No falar cacerense ainda podemos encontrar outros fenômenos típicos como o uso do “tchâ” e do “tchô” em vez de sua e seu, como por exemplo, em “você vai na tchá fazenda hodje?”, ou ainda essas mesmas expressões funcionando como os pronomes possessivos, como por exemplo em: “vô sim... vô trazê tchôs porco e tchás galinhas”. O “tchá”, também pode ser o “chá”, como em “Tchá cô bolo”, ou mesmo utilizado para substituir senhor e senhora como em: “a tchá Maria e o tchô Djoão”. A professora explica, o “tchô” também pode ser utilizado como “Xô”, em Cáceres tem exemplo de loja de material de pesca que o nome faz menção a loja do senhor como em “Xô Nei”, que não é sinônimo de apaixonei, mas uma variação que de senhor, senhora, “sinhor”, “sinhorzinho”, “nhor”, “seu”, “nhô”, até chegar ao “xô”.

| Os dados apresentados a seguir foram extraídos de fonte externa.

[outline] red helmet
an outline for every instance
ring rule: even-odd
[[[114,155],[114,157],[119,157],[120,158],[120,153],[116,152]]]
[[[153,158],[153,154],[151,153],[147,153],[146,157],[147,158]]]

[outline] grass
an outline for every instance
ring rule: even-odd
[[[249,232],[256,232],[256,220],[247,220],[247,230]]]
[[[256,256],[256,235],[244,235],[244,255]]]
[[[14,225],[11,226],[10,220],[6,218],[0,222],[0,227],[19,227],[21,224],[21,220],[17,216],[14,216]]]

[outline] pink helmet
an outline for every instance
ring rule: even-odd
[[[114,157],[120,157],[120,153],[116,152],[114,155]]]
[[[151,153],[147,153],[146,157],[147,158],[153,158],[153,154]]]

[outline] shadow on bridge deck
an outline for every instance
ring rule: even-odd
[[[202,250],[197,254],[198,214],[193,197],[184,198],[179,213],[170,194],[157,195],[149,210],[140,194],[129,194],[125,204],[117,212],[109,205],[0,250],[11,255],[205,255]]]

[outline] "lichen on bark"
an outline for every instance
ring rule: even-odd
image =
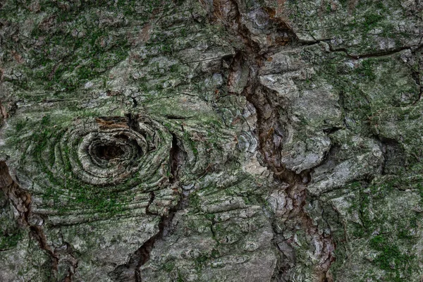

Outro traço muito marcante no falar em Cáceres é a questão de concordância nominal de gênero, como “vou no mamãe”, ou como “nossa infância era maravilhoso”. Também temos a questão do “on”, como pão que se fala “pón” “mamón” e que também está presente em Portugal. “As pesquisas mostram que esses usos de trocar os genêros ocorreriam em Portugal por volta de 1740 e que além daqui de Cáceres, onde ainda permanece, também pode ser encontrado em outras regiões do Brasil, principalmente onde as bandeiras para colonização e exploração passaram no Brasil, como interior do Paraná, interior de São Paulo”, explica.
Para a professora o primordial é saber que a língua é dinâmica e que a medida em que ela é usada vai ocorrendo sua renovação. Para ela, muitos usos podem desaparecer ao longo do tempo, porque os mais antigos que ainda preservam podem vir a morrer e os mais jovens vão sofrendo outras influências. “Mas o que a gente percebe é que a direção atual é de valorizar e de preservar. O que ocorre com relação ao preconceito é que o nosso povo é um povo simples, acolhedor. Não é um povo de embate, então quando ele sofre algum preconceito ele fica quieto, e hoje a gente não vê tanto preconceito em outras regiões que tem traços e usos linguísticos marcados como no Rio de Janeiro ou no Sul, por exemplo. O preconceito é social: o valor da fala dele é o valor que ele tem na sociedade. Então se somos uma sociedade, para os grandes centros, o interior do interior, então se forma o preconceito. Mas isso tem mudado por conta do conhecimento que vem sendo disseminado, de que o falar cacerense é uma riqueza, um patrimônio”, afirma.